Nanowires have received intensive attention in the past decades due to their potential applications in future nanotechnology. The small lateral size and large free surface area of nanowires lead to many unique properties compared to their bulk counterparts. Focusing on face-centered-cubic (FCC) metallic nanowires, this thesis studies mechanical properties of nanowires and the effect of radiation damage in nanowires using molecular dynamics simulations. As a starting point the mechanical properties of twinned copper nanowires are studied, and then the method to generate twin boundaries into nanowires using energetic beams is proposed and demonstrated. The defect evolution in nanocrystalline copper is studied as well to investigate the grain size effect.
Molecular dynamics simulations reveal that twin boundaries do not always strengthen FCC metallic nanowires; whether or not the strengthening takes place depends on the necessary stress required for dislocation nucleation, which in turn depends on the nanowire surface morphology. In nanowires with circular cross-sections, the stress needed for dislocation nucleation is high and dictates the yield strength. The introduction of twin boundaries slightly lowers the dislocation nucleation stress and weakens nanowires. In nanowires with square cross-sections, the presence of sharp edges reduces the stress for dislocation nucleation. The reduced dislocation nucleation stress is not high enough to drive dislocation penetration through twin boundaries, resulting in strengthening effect.
A method to introduce twin boundaries into copper nanowires using energetic beams is proposed. Upon radiation, the local region of a Cu nanowire will melt, and the molten zone recrystallizes after the radiation stops. At the solid-liquid interface, atoms may follow FCC or hexagonal-close-packed (HCP) stacking. Once a twin boundary (i.e., an HCP layer) nucleates, it tends to grow. Within a nanowire, the twin boundary can easily expand across the entire cross-section and becomes stable. The demonstration starts with the ion radiation in copper nanowires. With increasing PKA energy, the defect production under ion radiation corresponds to ballistic collision, surface viscous flow and self-organization. The corresponding defect structures are dispersed point defects, dislocation loops and twin boundaries, respectively. Subsequent electron radiation simulations show that the formation of twin boundaries is due to the thermal melting and completes in three steps: nucleation of HCP layer, growth of the HCP layer, and interaction of nearby HCP layers. This twinning method offers a new mechanism of improving the mechanical strength of metallic nanowires.

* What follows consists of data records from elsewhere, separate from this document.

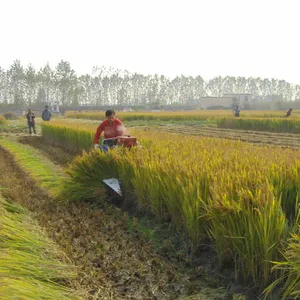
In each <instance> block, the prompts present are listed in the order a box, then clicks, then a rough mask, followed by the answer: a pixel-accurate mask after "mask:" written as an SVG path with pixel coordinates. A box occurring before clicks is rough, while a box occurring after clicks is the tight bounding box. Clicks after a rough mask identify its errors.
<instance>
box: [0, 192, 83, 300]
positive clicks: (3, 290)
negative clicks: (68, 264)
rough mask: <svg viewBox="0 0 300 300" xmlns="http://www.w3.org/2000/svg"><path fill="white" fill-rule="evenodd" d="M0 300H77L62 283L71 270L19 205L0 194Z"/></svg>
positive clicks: (60, 251) (57, 251)
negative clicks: (9, 201)
mask: <svg viewBox="0 0 300 300" xmlns="http://www.w3.org/2000/svg"><path fill="white" fill-rule="evenodd" d="M0 228H1V231H0V299H24V300H29V299H30V300H34V299H64V300H67V299H80V297H78V296H77V295H76V294H75V293H72V292H71V291H70V289H68V288H67V287H66V286H64V285H63V284H66V283H67V282H68V280H70V279H72V278H74V277H75V276H76V270H75V267H74V266H72V265H67V264H64V263H62V262H60V261H59V258H61V257H63V253H62V252H61V251H60V250H59V249H58V248H57V246H56V245H55V244H54V243H53V242H52V241H51V240H49V239H48V238H46V237H45V234H44V233H43V232H42V231H41V229H40V228H39V227H38V226H37V224H35V223H34V222H33V221H32V220H31V218H30V217H29V216H28V212H27V211H26V210H25V209H24V208H22V207H21V206H19V205H15V204H12V203H8V202H6V201H4V200H3V199H2V198H1V195H0Z"/></svg>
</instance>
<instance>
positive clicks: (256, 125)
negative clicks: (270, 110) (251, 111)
mask: <svg viewBox="0 0 300 300" xmlns="http://www.w3.org/2000/svg"><path fill="white" fill-rule="evenodd" d="M216 122H217V126H218V127H219V128H229V129H244V130H254V131H255V130H262V131H271V132H294V133H300V119H298V118H294V119H292V118H291V119H288V118H219V119H217V120H216Z"/></svg>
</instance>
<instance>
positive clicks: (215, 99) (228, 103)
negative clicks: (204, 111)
mask: <svg viewBox="0 0 300 300" xmlns="http://www.w3.org/2000/svg"><path fill="white" fill-rule="evenodd" d="M234 104H235V103H234V102H233V98H232V97H201V98H200V100H199V106H200V108H202V109H209V108H220V109H221V108H233V106H234Z"/></svg>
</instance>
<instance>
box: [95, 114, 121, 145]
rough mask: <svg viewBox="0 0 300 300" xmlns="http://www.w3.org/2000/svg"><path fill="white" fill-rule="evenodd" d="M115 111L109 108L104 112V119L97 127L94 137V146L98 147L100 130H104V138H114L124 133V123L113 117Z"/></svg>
mask: <svg viewBox="0 0 300 300" xmlns="http://www.w3.org/2000/svg"><path fill="white" fill-rule="evenodd" d="M115 114H116V113H115V111H114V110H112V109H109V110H107V111H106V112H105V117H106V120H105V121H103V122H102V123H101V124H100V125H99V126H98V128H97V131H96V134H95V138H94V148H95V149H98V148H100V145H99V140H100V137H101V134H102V132H104V138H105V139H109V138H115V137H117V136H120V135H123V134H124V125H123V123H122V121H121V120H119V119H117V118H116V117H115Z"/></svg>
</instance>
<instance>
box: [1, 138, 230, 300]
mask: <svg viewBox="0 0 300 300" xmlns="http://www.w3.org/2000/svg"><path fill="white" fill-rule="evenodd" d="M37 139H38V138H37ZM37 139H36V141H37ZM48 155H49V154H48ZM50 156H51V154H50ZM58 156H59V155H58ZM0 169H1V170H2V172H0V182H1V186H2V187H3V191H2V193H3V195H4V197H6V198H7V199H10V200H12V201H16V202H19V203H20V204H22V205H24V206H26V207H28V208H29V209H30V211H32V212H33V214H34V216H35V217H36V219H37V220H38V222H39V223H40V225H41V226H43V227H45V228H46V230H47V232H48V235H49V236H50V237H52V238H53V239H54V240H55V241H56V242H57V243H58V244H59V245H60V247H61V248H62V249H63V250H64V251H65V252H66V254H67V255H68V257H69V258H70V259H71V261H72V262H73V263H74V264H75V265H76V266H77V267H78V270H79V280H78V281H77V282H75V283H74V287H79V286H80V287H81V289H82V288H83V289H84V290H85V291H86V292H87V294H86V299H179V298H180V299H187V298H186V297H187V296H188V295H194V297H193V299H227V297H226V293H225V291H224V290H222V289H217V287H218V286H220V281H219V280H220V279H219V278H218V276H216V277H215V278H211V279H210V281H211V284H212V286H215V288H208V287H207V285H206V284H204V283H203V281H204V279H205V277H206V276H207V273H206V272H205V270H204V269H203V268H201V267H200V266H194V267H190V268H187V266H186V263H185V262H184V261H180V260H178V259H174V258H168V255H166V256H163V255H161V253H158V252H157V251H156V249H155V246H154V245H153V244H152V243H150V242H149V240H147V238H143V236H142V235H141V234H140V233H139V232H136V231H134V230H133V232H129V231H128V216H127V215H126V214H124V212H122V211H120V210H119V209H118V208H116V207H114V206H109V205H108V206H105V207H100V206H97V205H95V204H91V203H89V204H88V203H70V204H61V203H57V202H56V201H55V200H54V199H51V198H50V197H49V196H47V195H46V194H45V193H43V192H42V191H41V190H40V189H39V188H38V187H37V186H36V185H35V183H34V182H33V181H32V180H31V179H30V178H28V175H26V174H25V173H24V172H23V171H22V170H21V169H20V168H19V166H18V165H16V163H15V162H14V160H13V159H12V156H11V155H10V153H8V152H6V151H5V150H3V149H2V148H0Z"/></svg>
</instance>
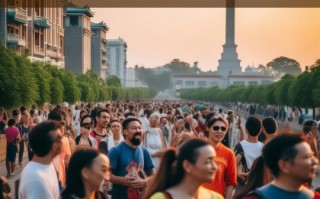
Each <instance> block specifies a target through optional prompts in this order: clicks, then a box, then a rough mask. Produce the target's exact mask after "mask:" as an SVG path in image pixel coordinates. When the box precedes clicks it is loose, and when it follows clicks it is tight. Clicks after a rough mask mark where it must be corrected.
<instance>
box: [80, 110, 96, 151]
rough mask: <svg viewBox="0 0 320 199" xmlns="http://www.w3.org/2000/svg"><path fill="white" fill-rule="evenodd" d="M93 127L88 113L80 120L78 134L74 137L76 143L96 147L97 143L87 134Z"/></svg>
mask: <svg viewBox="0 0 320 199" xmlns="http://www.w3.org/2000/svg"><path fill="white" fill-rule="evenodd" d="M92 128H93V122H92V120H91V116H90V115H85V116H83V117H82V119H81V121H80V133H81V134H80V135H79V136H78V137H76V144H77V145H82V146H88V147H92V148H95V149H97V143H96V141H95V139H94V138H92V137H91V136H90V134H89V132H90V131H91V129H92Z"/></svg>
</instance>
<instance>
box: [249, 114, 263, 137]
mask: <svg viewBox="0 0 320 199" xmlns="http://www.w3.org/2000/svg"><path fill="white" fill-rule="evenodd" d="M261 127H262V123H261V120H260V119H259V118H257V117H255V116H250V117H248V119H247V122H246V129H247V130H248V133H249V134H250V135H251V136H257V135H259V133H260V132H261Z"/></svg>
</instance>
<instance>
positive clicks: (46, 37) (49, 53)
mask: <svg viewBox="0 0 320 199" xmlns="http://www.w3.org/2000/svg"><path fill="white" fill-rule="evenodd" d="M63 18H64V9H63V8H62V7H61V6H58V3H57V0H30V1H24V0H7V1H6V0H5V2H4V6H1V7H0V40H1V41H3V43H4V45H5V46H6V47H8V48H10V49H12V50H14V51H15V52H16V53H17V54H19V55H28V58H29V59H30V60H31V61H42V62H46V63H50V64H53V65H57V66H58V67H62V68H63V67H64V45H63V43H64V22H63Z"/></svg>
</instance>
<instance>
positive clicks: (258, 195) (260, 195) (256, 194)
mask: <svg viewBox="0 0 320 199" xmlns="http://www.w3.org/2000/svg"><path fill="white" fill-rule="evenodd" d="M247 196H256V198H258V199H264V196H263V194H262V192H261V191H260V190H258V189H256V190H253V191H250V192H249V193H248V194H247V195H246V197H247Z"/></svg>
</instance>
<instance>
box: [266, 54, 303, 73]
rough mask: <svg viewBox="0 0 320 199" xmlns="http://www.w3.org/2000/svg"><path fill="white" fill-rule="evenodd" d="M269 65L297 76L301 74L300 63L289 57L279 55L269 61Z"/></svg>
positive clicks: (278, 72) (279, 71)
mask: <svg viewBox="0 0 320 199" xmlns="http://www.w3.org/2000/svg"><path fill="white" fill-rule="evenodd" d="M267 67H270V68H272V69H273V70H275V71H277V72H278V73H284V74H290V75H294V76H297V75H299V74H301V67H300V63H299V62H297V61H296V60H294V59H291V58H288V57H278V58H275V59H274V60H272V61H271V62H269V63H267Z"/></svg>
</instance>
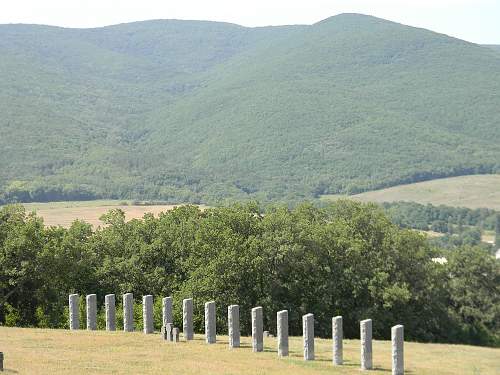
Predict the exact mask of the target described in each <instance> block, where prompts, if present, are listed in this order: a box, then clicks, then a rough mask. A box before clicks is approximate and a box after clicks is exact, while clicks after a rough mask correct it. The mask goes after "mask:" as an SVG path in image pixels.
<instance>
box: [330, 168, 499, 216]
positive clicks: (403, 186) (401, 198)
mask: <svg viewBox="0 0 500 375" xmlns="http://www.w3.org/2000/svg"><path fill="white" fill-rule="evenodd" d="M339 198H349V199H355V200H358V201H361V202H377V203H382V202H399V201H407V202H417V203H421V204H427V203H431V204H433V205H440V204H444V205H446V206H454V207H467V208H473V209H474V208H490V209H495V210H500V175H471V176H460V177H450V178H442V179H437V180H431V181H425V182H417V183H414V184H408V185H400V186H394V187H391V188H387V189H382V190H375V191H369V192H365V193H361V194H355V195H350V196H345V195H325V196H323V197H322V199H324V200H335V199H339Z"/></svg>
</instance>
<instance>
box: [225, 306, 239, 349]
mask: <svg viewBox="0 0 500 375" xmlns="http://www.w3.org/2000/svg"><path fill="white" fill-rule="evenodd" d="M227 325H228V333H229V348H239V347H240V307H239V306H238V305H230V306H228V308H227Z"/></svg>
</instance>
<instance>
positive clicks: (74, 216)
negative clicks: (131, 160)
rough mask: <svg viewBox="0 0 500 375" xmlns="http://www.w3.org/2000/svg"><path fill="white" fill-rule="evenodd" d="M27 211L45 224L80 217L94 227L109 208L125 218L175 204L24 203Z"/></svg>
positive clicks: (113, 203)
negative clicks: (37, 214) (121, 209)
mask: <svg viewBox="0 0 500 375" xmlns="http://www.w3.org/2000/svg"><path fill="white" fill-rule="evenodd" d="M24 206H25V207H26V209H27V210H28V211H35V212H36V213H37V214H38V215H39V216H41V217H43V220H44V222H45V224H46V225H49V226H50V225H62V226H63V227H69V226H70V225H71V223H72V222H73V221H75V220H76V219H82V220H85V221H86V222H88V223H90V224H92V225H93V226H94V227H98V226H99V225H102V222H101V221H100V220H99V218H100V217H101V216H102V215H103V214H105V213H106V212H108V211H109V210H111V209H115V208H119V209H122V210H123V211H124V212H125V217H126V219H127V220H131V219H137V218H142V217H143V216H144V214H145V213H148V212H150V213H153V214H154V215H158V214H159V213H160V212H163V211H167V210H171V209H172V208H174V207H176V206H175V205H151V206H148V205H134V204H132V202H131V201H123V200H95V201H76V202H50V203H24Z"/></svg>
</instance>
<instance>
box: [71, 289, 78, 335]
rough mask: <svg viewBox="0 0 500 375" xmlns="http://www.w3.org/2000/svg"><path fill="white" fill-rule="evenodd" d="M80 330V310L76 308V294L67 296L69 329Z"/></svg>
mask: <svg viewBox="0 0 500 375" xmlns="http://www.w3.org/2000/svg"><path fill="white" fill-rule="evenodd" d="M79 328H80V310H79V307H78V294H70V295H69V329H71V330H75V329H79Z"/></svg>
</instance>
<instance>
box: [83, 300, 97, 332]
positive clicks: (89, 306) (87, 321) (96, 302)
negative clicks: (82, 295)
mask: <svg viewBox="0 0 500 375" xmlns="http://www.w3.org/2000/svg"><path fill="white" fill-rule="evenodd" d="M86 302H87V330H89V331H95V330H96V329H97V296H96V295H95V294H89V295H87V297H86Z"/></svg>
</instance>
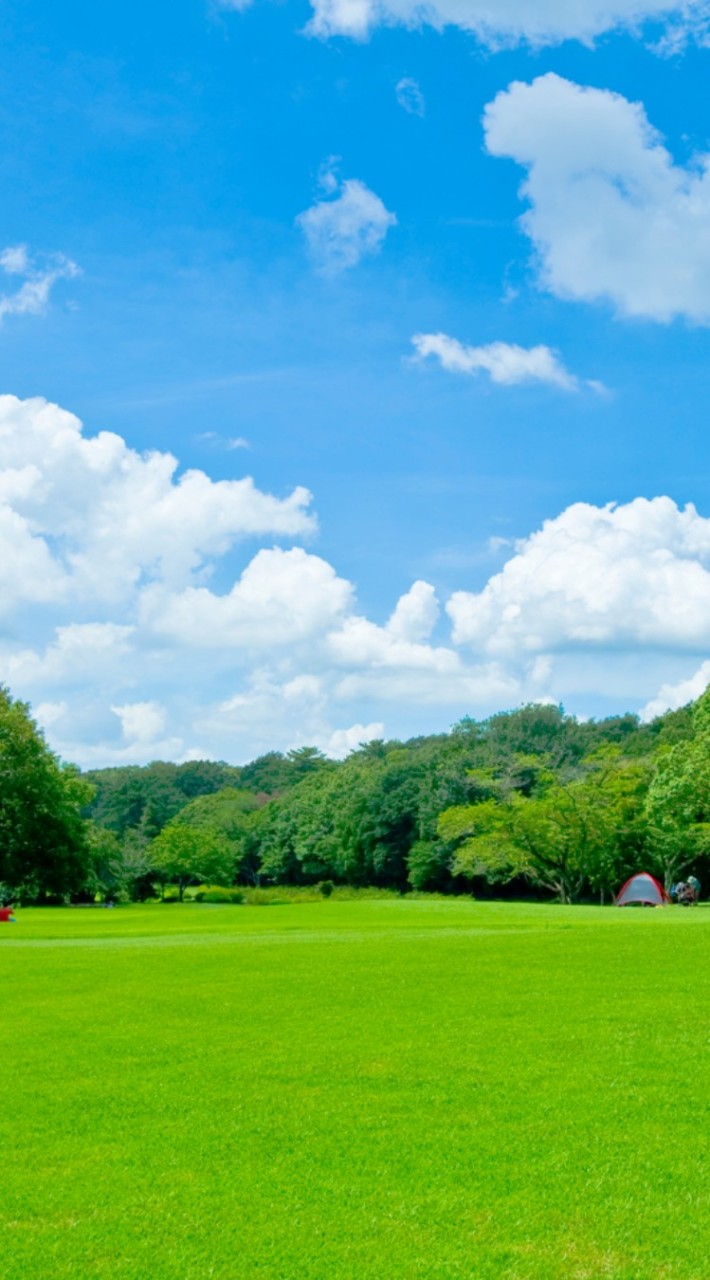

A crossover behavior is predicted in the grain size dependence of defect production in nanocrystalline copper under radiation. With the same number of defects produced, the resulted vacancy concentration first increases and then decreases with increasing grain size. The smaller the grain size, the higher the sink strength of grain boundaries is and the more vacancies are absorbed by grain boundaries. On the other hand, more SIAs survive with larger grain size in the form of clusters, which recombine with vacancies and lead to lower vacancy concentration. The competition between grain boundary absorption and recombination of vacancies with SIA clusters results in the crossover behavior.
To summarize, the molecular dynamics simulation studies in this thesis demonstrated unique properties of copper nanowires, including: (1) surface morphology dependent twin boundary strengthening effect (Y. F. Zhang and H. C. Huang, nanoscale research letters 4, 34 (2009)), (2) yield strength asymmetry (Y. F. Zhang, H. C. Huang and S. N. Atluri, CMES 35, 215 (2008)), (3) radiation induced twin formation (Y. F. Zhang and H. C. Huang, Submitted), and (4) Crossover behavior in the grain size dependence of defect accumulation in nanocrystalline copper. The collection of these results enhances the understanding of the properties of FCC metallic nanowires and guides the future applications of nanowires.